ICE officers make an arrest during the nationwide crackdown. Courtesy ICE

Immigration and Customs Enforcement officers took dozens of people into custody in the San Diego area in recent weeks as part of a nationwide crackdown on criminal suspects and convicted felons in the country illegally.

Agency officials said Tuesday the operation, which took place between July 22 and Aug. 20, resulted in 46 arrests across San Diego County county out of more than 2,000 nationwide.
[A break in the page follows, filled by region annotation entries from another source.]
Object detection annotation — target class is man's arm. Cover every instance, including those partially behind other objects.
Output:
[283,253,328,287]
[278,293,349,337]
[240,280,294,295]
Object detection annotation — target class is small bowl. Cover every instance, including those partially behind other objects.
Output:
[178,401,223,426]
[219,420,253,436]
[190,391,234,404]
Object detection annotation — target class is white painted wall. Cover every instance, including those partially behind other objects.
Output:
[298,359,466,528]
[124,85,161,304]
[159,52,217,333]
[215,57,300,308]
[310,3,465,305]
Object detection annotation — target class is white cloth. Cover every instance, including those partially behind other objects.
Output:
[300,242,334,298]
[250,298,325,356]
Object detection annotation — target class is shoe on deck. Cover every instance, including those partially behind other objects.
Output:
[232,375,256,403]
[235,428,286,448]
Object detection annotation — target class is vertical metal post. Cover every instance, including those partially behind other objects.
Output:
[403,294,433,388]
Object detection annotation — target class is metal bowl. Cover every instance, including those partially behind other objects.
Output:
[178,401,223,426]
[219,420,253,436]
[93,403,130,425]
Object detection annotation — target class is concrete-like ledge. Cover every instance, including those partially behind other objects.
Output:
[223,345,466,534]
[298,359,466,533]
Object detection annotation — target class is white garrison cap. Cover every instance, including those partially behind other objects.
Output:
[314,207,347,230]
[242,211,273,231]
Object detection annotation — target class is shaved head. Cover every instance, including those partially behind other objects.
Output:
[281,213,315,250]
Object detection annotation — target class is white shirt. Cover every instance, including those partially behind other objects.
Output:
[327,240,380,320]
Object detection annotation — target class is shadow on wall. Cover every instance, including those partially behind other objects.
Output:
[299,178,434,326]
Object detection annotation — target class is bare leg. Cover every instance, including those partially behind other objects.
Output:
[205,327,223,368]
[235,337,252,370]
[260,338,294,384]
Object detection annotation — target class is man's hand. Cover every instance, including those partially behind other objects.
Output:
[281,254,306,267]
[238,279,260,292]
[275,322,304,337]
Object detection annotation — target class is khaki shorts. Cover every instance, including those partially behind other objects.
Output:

Among those jailed, according to the federal agency, were the following Mexican nationals, whose names were not released:

  • A 30-year-old man who injured two ICE officers during a struggle that broke out as they arrested him in the city of San Diego on suspicion of unlawfully entering the United States following deportation. He will return to ICE custody upon completion of his criminal case and then be removed from the country again.
  • A 32-year-old man who had been granted probation with a firearms restriction following his arrest on a sexual-battery charge in 2004. Eight years later, he was arrested on suspicion of domestic violence, and in 2014 a U.S. immigration judge ordered his removal to Mexico. He was taken into custody in Oceanside during the recent sweep and deported on Sunday.
  • A 64-year-old man arrested in Encinitas. The suspect has four prior criminal convictions for drug and domestic-violence offenses. In 2001, a judge ordered him in absentia to be removed to Mexico. He will remain in ICE custody pending deportation.
  • A 43-year-old woman taken into custody in Vista. The suspect has an extensive criminal record dating back to 1997 and was deported in 2002. In 2008, she was placed in a drug-treatment program after being arrested in Chula Vista on a parole violation. She was jailed again seven months ago in San Diego on suspicion of child cruelty, being a felon in possession of a gun, and possession of a control substance and drug paraphernalia. Upon completion of her federal criminal case, she will be transferred to ICE custody and deported.

“Operations like this reflect the vital work officers do every day to protect the our communities, while upholding public safety and protecting the integrity of our U.S. immigration laws,” said Greg Archambeault, director for ICE Enforcement and Removal Operations in San Diego.